Ночная тишина спускалась на землю; только где-то вдали слышался стук колес удалявшегося экипажа и лай обеспокоенных деревенских собак. Опустив голову, Беата медленно доплелась до крыльца, упала на лавку, прижалась к колонне и долго-долго сидела так, измученная и потерянная.
Глаза ее слипались от усталости, но внутреннее беспокойство отгоняло сон; на минутку забывшись, она тотчас же в испуге снова приходила в себя.
Ночь прошла довольно спокойно для больного, хотя он несколько раз просыпался, прислушивался и шептал что-то, как будто молился или о чем-то просил. Жена, сидевшая в кресле подле него, при малейшем его движении вставала и прикладывала ладонь к его лбу, что действовало на него успокаивающе. Он снова засыпал.
Уже слабый дневной свет прокрадывался сквозь щели ставень, когда чуткое ухо бодрствовавшей Беаты уловило какой-то шум у ворот усадьбы. В один миг она сорвалась с места и побежала к дверям. Отворив их с величайшей осторожностью, чтобы не разбудить больного, она вышла на крыльцо и тотчас же увидела шедшего от ворот высокого мужчину, закутанного в плащ.
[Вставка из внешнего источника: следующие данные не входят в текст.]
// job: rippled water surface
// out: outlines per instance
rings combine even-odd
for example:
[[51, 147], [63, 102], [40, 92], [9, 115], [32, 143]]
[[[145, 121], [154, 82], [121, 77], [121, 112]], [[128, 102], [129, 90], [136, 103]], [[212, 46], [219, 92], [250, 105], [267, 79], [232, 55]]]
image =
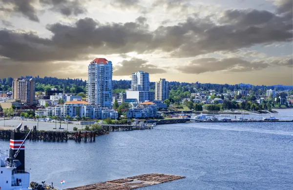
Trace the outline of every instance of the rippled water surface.
[[92, 143], [27, 141], [26, 167], [31, 181], [64, 180], [64, 188], [155, 172], [186, 178], [146, 190], [292, 190], [293, 123], [185, 123]]

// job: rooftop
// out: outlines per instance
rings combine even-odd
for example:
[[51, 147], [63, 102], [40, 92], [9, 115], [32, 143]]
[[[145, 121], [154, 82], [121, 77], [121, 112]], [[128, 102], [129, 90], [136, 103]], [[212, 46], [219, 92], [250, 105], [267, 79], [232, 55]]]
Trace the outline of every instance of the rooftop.
[[151, 102], [145, 102], [140, 104], [140, 105], [155, 105], [154, 103]]
[[90, 63], [108, 64], [108, 60], [105, 58], [96, 58]]
[[89, 102], [86, 102], [85, 101], [78, 101], [78, 100], [72, 100], [69, 102], [66, 102], [65, 104], [89, 104]]

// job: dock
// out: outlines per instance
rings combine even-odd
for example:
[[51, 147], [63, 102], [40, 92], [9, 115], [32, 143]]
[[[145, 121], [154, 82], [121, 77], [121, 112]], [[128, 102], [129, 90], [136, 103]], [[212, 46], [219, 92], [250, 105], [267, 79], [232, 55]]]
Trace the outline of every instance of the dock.
[[65, 190], [130, 190], [163, 183], [169, 182], [185, 177], [166, 174], [149, 173], [126, 178], [118, 179]]
[[244, 122], [292, 122], [293, 120], [218, 120], [218, 121], [206, 121], [201, 120], [199, 119], [189, 119], [190, 122], [205, 122], [205, 123], [244, 123]]

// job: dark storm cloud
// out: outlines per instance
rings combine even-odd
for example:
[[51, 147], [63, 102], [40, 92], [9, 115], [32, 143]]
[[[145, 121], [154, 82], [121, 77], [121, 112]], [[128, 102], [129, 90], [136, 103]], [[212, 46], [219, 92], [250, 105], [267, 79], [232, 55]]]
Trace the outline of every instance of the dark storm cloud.
[[50, 38], [31, 33], [0, 30], [0, 56], [16, 60], [76, 60], [89, 54], [143, 53], [152, 36], [140, 18], [137, 22], [101, 24], [90, 18], [74, 25], [49, 25]]
[[[49, 2], [54, 7], [67, 1], [42, 0], [42, 3]], [[290, 12], [291, 9], [281, 9], [282, 5], [279, 2], [276, 6], [280, 10], [278, 9], [277, 13], [280, 13], [253, 9], [228, 10], [217, 21], [210, 17], [203, 18], [194, 15], [177, 24], [161, 26], [154, 30], [149, 29], [146, 19], [143, 17], [134, 22], [124, 23], [102, 24], [88, 18], [80, 19], [72, 25], [56, 23], [47, 26], [52, 33], [48, 38], [40, 37], [31, 32], [2, 30], [0, 30], [0, 56], [8, 58], [6, 62], [30, 63], [28, 65], [33, 70], [35, 68], [32, 63], [42, 64], [56, 61], [81, 60], [97, 52], [104, 55], [124, 55], [129, 52], [144, 54], [162, 51], [167, 57], [186, 57], [219, 51], [234, 51], [255, 45], [292, 41], [292, 18], [283, 14]], [[281, 10], [284, 10], [282, 13]], [[186, 65], [186, 68], [177, 69], [188, 73], [199, 73], [209, 71], [257, 70], [273, 65], [290, 66], [290, 60], [275, 63], [235, 58], [197, 61], [196, 64], [193, 61]], [[138, 59], [126, 60], [121, 63], [124, 67], [116, 68], [116, 74], [128, 75], [126, 68], [144, 69], [150, 73], [165, 72], [145, 61]], [[216, 65], [213, 67], [211, 64]], [[196, 69], [193, 70], [194, 68]]]
[[277, 65], [290, 67], [292, 64], [292, 58], [286, 57], [272, 57], [270, 60], [260, 59], [251, 61], [237, 57], [204, 57], [181, 65], [177, 67], [177, 69], [185, 74], [199, 74], [215, 71], [234, 73], [257, 71]]
[[1, 77], [17, 77], [24, 75], [37, 76], [39, 75], [41, 76], [50, 76], [64, 78], [84, 77], [87, 75], [86, 71], [81, 72], [80, 70], [76, 69], [77, 66], [72, 62], [56, 64], [49, 62], [28, 62], [0, 58], [0, 66]]
[[[86, 12], [84, 4], [90, 0], [0, 0], [0, 11], [5, 14], [20, 13], [30, 20], [39, 22], [38, 12], [47, 6], [63, 15], [78, 15]], [[40, 5], [40, 6], [38, 6]], [[8, 7], [7, 8], [7, 6]], [[38, 9], [39, 7], [42, 9]]]
[[77, 16], [86, 12], [86, 9], [83, 4], [86, 2], [86, 0], [40, 0], [41, 3], [51, 6], [51, 10], [67, 17]]
[[[8, 14], [20, 13], [31, 20], [39, 22], [34, 6], [37, 0], [0, 0], [0, 11]], [[11, 8], [5, 8], [4, 5], [9, 5]]]
[[130, 75], [137, 71], [144, 71], [150, 74], [165, 73], [166, 71], [158, 68], [155, 65], [148, 64], [148, 61], [137, 58], [132, 58], [129, 60], [124, 60], [119, 63], [121, 65], [117, 66], [114, 69], [113, 75], [115, 76]]

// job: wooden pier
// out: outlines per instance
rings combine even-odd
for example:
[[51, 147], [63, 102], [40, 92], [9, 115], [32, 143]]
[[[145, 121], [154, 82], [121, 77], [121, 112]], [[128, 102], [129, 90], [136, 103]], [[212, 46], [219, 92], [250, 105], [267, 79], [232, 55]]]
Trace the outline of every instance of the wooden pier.
[[205, 123], [244, 123], [244, 122], [293, 122], [293, 120], [218, 120], [218, 121], [206, 121], [206, 120], [201, 120], [199, 119], [189, 119], [189, 121], [191, 122], [205, 122]]
[[65, 190], [130, 190], [185, 178], [178, 175], [150, 173], [66, 189]]

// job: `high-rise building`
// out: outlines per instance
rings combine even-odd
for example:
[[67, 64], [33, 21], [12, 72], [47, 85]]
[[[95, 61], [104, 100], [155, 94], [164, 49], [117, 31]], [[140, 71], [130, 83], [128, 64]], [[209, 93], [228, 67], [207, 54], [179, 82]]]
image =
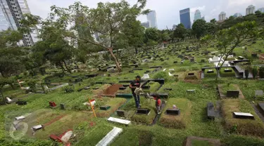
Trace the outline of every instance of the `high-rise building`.
[[146, 22], [142, 22], [142, 25], [144, 26], [145, 28], [149, 28], [149, 21]]
[[225, 12], [221, 12], [218, 15], [219, 20], [225, 20], [226, 19], [226, 15], [227, 14]]
[[180, 11], [180, 22], [184, 26], [186, 29], [191, 29], [191, 15], [190, 8], [185, 8]]
[[258, 8], [258, 11], [260, 11], [261, 13], [264, 13], [264, 8]]
[[175, 30], [177, 27], [177, 25], [172, 25], [172, 30]]
[[157, 17], [155, 11], [150, 11], [146, 15], [146, 19], [149, 22], [149, 27], [158, 29]]
[[206, 17], [206, 16], [203, 15], [203, 16], [201, 18], [201, 19], [203, 20], [206, 20], [206, 18], [205, 18], [205, 17]]
[[253, 14], [255, 13], [255, 6], [250, 5], [246, 8], [246, 15]]
[[[0, 0], [0, 31], [8, 28], [17, 30], [22, 27], [20, 21], [23, 15], [30, 13], [27, 0]], [[32, 46], [39, 41], [37, 27], [31, 28], [30, 34], [24, 34], [23, 44]]]
[[237, 13], [235, 14], [234, 14], [233, 15], [234, 18], [239, 18], [239, 17], [242, 17], [242, 14], [239, 13]]
[[199, 10], [196, 10], [195, 11], [195, 13], [194, 13], [194, 22], [195, 22], [196, 20], [197, 20], [199, 19], [201, 19], [201, 15], [200, 11]]

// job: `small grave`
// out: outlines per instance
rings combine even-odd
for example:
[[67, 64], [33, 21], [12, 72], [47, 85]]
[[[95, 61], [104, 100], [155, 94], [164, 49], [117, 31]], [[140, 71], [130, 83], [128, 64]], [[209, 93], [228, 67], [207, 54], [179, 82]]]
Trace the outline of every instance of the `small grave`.
[[15, 103], [18, 105], [27, 105], [27, 101], [17, 101], [17, 102], [15, 102]]
[[227, 98], [238, 98], [239, 96], [239, 91], [230, 90], [227, 91]]
[[128, 125], [131, 123], [131, 121], [129, 120], [120, 119], [114, 118], [114, 117], [109, 117], [107, 120], [108, 121], [116, 122], [116, 123], [119, 123], [119, 124], [122, 124], [125, 125]]
[[246, 112], [233, 112], [234, 118], [237, 119], [255, 119], [254, 116], [250, 113]]
[[125, 117], [125, 111], [124, 110], [118, 109], [118, 110], [116, 111], [116, 114], [119, 117]]
[[108, 105], [106, 105], [106, 106], [100, 106], [100, 109], [101, 110], [108, 110], [111, 108], [111, 106], [108, 106]]
[[168, 115], [179, 115], [180, 109], [167, 109], [166, 114]]
[[151, 109], [137, 109], [137, 114], [147, 114], [150, 113]]

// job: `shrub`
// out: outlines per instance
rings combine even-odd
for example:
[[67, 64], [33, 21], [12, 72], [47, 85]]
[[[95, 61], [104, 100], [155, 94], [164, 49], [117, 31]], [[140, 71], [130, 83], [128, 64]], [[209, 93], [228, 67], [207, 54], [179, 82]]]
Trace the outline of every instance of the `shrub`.
[[63, 88], [63, 91], [65, 91], [66, 93], [74, 92], [74, 86], [73, 85], [68, 85]]
[[165, 81], [168, 81], [170, 79], [170, 76], [165, 72], [159, 72], [154, 75], [153, 78], [154, 79], [164, 79]]

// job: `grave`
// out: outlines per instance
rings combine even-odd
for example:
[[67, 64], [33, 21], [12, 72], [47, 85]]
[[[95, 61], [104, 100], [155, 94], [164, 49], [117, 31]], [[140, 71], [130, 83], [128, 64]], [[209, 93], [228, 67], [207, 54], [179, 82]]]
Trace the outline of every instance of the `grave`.
[[255, 119], [253, 114], [246, 112], [233, 112], [233, 117], [244, 119]]
[[113, 141], [114, 138], [117, 137], [122, 131], [122, 128], [118, 127], [113, 127], [113, 130], [111, 131], [103, 139], [101, 139], [96, 146], [107, 146], [110, 145]]
[[44, 129], [44, 125], [37, 125], [31, 127], [31, 130], [32, 131], [32, 135], [34, 135], [37, 131], [40, 130], [40, 129]]
[[49, 102], [49, 104], [50, 107], [56, 107], [57, 106], [57, 105], [54, 102], [50, 101]]
[[127, 87], [119, 87], [119, 90], [121, 90], [121, 91], [125, 91], [125, 89], [127, 88]]
[[61, 105], [61, 109], [63, 109], [63, 110], [65, 109], [64, 103], [61, 103], [60, 105]]
[[106, 105], [106, 106], [100, 106], [100, 109], [101, 110], [108, 110], [111, 108], [111, 106]]
[[189, 89], [187, 91], [187, 93], [195, 93], [195, 89]]
[[18, 104], [18, 105], [27, 105], [27, 101], [23, 101], [23, 100], [17, 101], [17, 102], [15, 102], [15, 103]]
[[232, 72], [232, 69], [225, 69], [225, 72]]
[[150, 113], [151, 109], [137, 109], [137, 114], [147, 114]]
[[107, 120], [108, 121], [116, 122], [116, 123], [119, 123], [119, 124], [122, 124], [125, 125], [129, 125], [131, 123], [131, 121], [129, 120], [120, 119], [114, 118], [114, 117], [109, 117]]
[[125, 117], [125, 111], [118, 109], [116, 111], [116, 113], [119, 117]]
[[263, 97], [263, 91], [255, 91], [255, 98]]
[[214, 120], [215, 117], [215, 107], [213, 102], [207, 103], [207, 118]]
[[213, 72], [214, 72], [213, 70], [210, 70], [210, 69], [207, 71], [207, 73], [208, 73], [208, 74], [213, 73]]
[[238, 98], [239, 96], [239, 91], [230, 90], [227, 91], [227, 98]]

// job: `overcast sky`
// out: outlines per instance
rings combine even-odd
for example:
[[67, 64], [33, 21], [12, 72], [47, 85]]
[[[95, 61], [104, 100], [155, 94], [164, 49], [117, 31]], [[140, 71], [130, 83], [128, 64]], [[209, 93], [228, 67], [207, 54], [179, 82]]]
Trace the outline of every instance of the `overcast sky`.
[[[27, 0], [31, 13], [46, 18], [50, 13], [50, 6], [56, 5], [60, 7], [68, 7], [77, 0]], [[89, 7], [96, 7], [96, 4], [101, 2], [118, 2], [120, 0], [80, 0]], [[132, 5], [137, 0], [127, 0]], [[194, 12], [199, 9], [201, 15], [205, 15], [206, 20], [213, 18], [218, 19], [221, 11], [227, 13], [227, 17], [235, 13], [246, 13], [246, 8], [253, 4], [256, 9], [264, 7], [264, 0], [147, 0], [146, 8], [155, 10], [157, 16], [158, 27], [163, 29], [168, 26], [172, 28], [174, 24], [180, 23], [180, 10], [191, 8], [191, 20], [194, 21]], [[146, 15], [141, 15], [138, 19], [146, 21]]]

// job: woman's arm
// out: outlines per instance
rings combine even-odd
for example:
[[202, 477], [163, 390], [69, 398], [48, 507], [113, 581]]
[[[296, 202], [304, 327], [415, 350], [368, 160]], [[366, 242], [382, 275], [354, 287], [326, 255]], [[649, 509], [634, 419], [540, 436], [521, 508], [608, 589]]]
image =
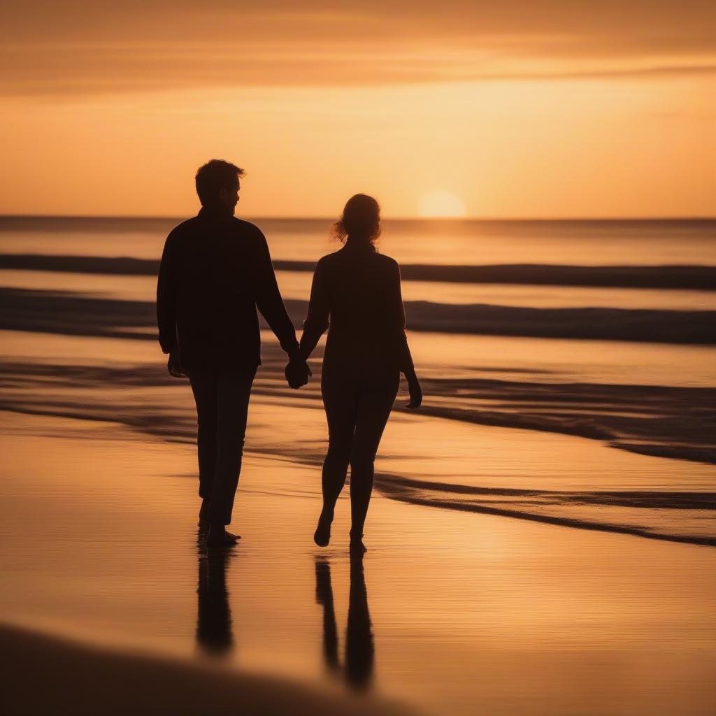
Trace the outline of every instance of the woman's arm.
[[410, 393], [410, 402], [406, 405], [412, 410], [420, 407], [422, 402], [422, 390], [415, 374], [415, 367], [410, 353], [410, 347], [407, 344], [407, 336], [405, 334], [405, 306], [402, 302], [402, 291], [400, 289], [400, 267], [395, 263], [395, 327], [397, 333], [398, 359], [400, 372], [405, 376], [407, 381], [408, 390]]

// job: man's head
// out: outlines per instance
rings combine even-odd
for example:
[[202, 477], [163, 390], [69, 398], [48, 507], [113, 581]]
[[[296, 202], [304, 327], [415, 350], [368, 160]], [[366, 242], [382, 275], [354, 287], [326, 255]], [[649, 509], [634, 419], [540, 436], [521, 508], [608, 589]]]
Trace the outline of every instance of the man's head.
[[212, 159], [196, 173], [196, 193], [202, 206], [223, 204], [233, 214], [238, 203], [239, 179], [246, 172], [223, 159]]

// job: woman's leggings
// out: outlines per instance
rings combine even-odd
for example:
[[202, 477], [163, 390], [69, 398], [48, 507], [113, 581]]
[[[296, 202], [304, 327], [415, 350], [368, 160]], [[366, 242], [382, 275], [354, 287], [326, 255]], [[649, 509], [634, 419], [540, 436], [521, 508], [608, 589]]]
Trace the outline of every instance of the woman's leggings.
[[321, 394], [328, 419], [323, 463], [323, 511], [333, 517], [351, 466], [351, 536], [360, 538], [373, 490], [373, 462], [400, 384], [400, 374], [356, 376], [326, 372]]

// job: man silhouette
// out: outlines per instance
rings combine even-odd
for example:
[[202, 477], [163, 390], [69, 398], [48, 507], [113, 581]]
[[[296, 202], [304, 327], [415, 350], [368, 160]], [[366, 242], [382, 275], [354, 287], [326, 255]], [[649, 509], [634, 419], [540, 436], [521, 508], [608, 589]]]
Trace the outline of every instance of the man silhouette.
[[173, 375], [187, 375], [196, 402], [200, 527], [210, 546], [232, 544], [226, 531], [241, 469], [248, 400], [261, 364], [256, 308], [289, 354], [297, 388], [310, 370], [276, 284], [261, 230], [233, 216], [243, 169], [213, 159], [196, 173], [197, 216], [170, 232], [157, 284], [162, 350]]

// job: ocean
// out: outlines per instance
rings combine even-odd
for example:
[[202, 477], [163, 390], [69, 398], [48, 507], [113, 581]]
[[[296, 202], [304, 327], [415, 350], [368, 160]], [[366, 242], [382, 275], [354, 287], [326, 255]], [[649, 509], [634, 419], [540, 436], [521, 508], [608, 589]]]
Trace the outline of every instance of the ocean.
[[[178, 221], [0, 218], [0, 407], [193, 439], [190, 393], [155, 343], [158, 262]], [[312, 267], [339, 246], [331, 221], [253, 221], [299, 328]], [[401, 264], [425, 402], [418, 419], [397, 404], [378, 489], [716, 543], [716, 221], [387, 220], [379, 248]], [[296, 395], [263, 342], [262, 410], [311, 417], [305, 435], [259, 426], [247, 451], [317, 465], [320, 349]]]

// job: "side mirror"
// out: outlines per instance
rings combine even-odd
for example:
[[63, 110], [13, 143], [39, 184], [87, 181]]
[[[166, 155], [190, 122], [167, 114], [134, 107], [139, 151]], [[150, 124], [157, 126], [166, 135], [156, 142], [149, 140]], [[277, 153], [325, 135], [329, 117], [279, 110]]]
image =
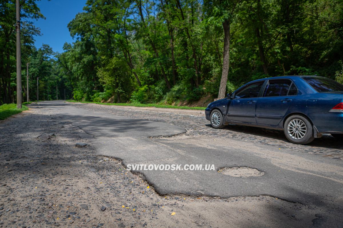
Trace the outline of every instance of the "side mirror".
[[232, 96], [232, 94], [228, 93], [226, 95], [226, 97], [227, 98], [227, 99], [232, 99], [233, 98], [233, 97]]

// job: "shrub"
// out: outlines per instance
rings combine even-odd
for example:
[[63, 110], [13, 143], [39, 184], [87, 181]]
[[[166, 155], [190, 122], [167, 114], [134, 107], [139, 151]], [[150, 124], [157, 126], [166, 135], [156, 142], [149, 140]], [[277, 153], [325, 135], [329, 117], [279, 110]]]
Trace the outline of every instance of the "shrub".
[[144, 103], [148, 99], [148, 86], [144, 85], [132, 93], [130, 101], [132, 103]]

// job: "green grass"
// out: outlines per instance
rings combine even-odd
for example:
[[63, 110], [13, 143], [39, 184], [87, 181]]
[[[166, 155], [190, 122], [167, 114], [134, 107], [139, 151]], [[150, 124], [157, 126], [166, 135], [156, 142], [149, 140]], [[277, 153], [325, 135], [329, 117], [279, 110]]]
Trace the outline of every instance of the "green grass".
[[205, 107], [189, 107], [188, 106], [176, 106], [174, 105], [160, 105], [158, 104], [140, 104], [127, 103], [101, 103], [101, 102], [78, 102], [73, 100], [67, 100], [66, 101], [69, 102], [80, 102], [86, 104], [97, 104], [98, 105], [118, 105], [120, 106], [133, 106], [135, 107], [156, 107], [156, 108], [176, 108], [179, 109], [192, 109], [194, 110], [204, 110]]
[[[26, 103], [25, 102], [25, 103]], [[15, 104], [5, 104], [0, 106], [0, 120], [4, 120], [12, 115], [18, 114], [23, 111], [28, 109], [24, 105], [20, 109], [17, 108], [17, 105]]]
Со слабым криком она крепко обхватила его за шею и разразилась долго сдерживаемыми рыданиями.
Приехавший схватил ее руку и стал целовать ее.
– Тодя! Мой Тодя! – повторяла она рыдая. – Боже мой! А я уже боялась, что мы тебя не дождемся!
– Дорогая матушка! – свежим, молодым голосом отвечал прибывший. – Я ехал день и ночь!
Юноша сбросил с себя плащ и представился глазам матери во всем блеске своей молодости. Трудно было вообразить себе более красивого юношу, и сердце матери могло быть довольно таким зрелищем. Он был не только прекрасно сложен и поразительно хорош собою, но его лоб, глаза, линии его рта и каждое движение обнаруживали мужскую энергию, быстрый, находчивый ум, силу воли, и какое-то исключительное благородство. Так же, как и мать его, он казался царственным изгнанником под этой бедной кровлей, –существом, отмеченным судьбою и предназначенным для иной доли. Ему недоставало только аристократической ветренности и легкомыслия того времени, в нем как раз поражало обратное: серьезность вдумчивой натуры, желающей во что бы то ни стало, подняться над толпою.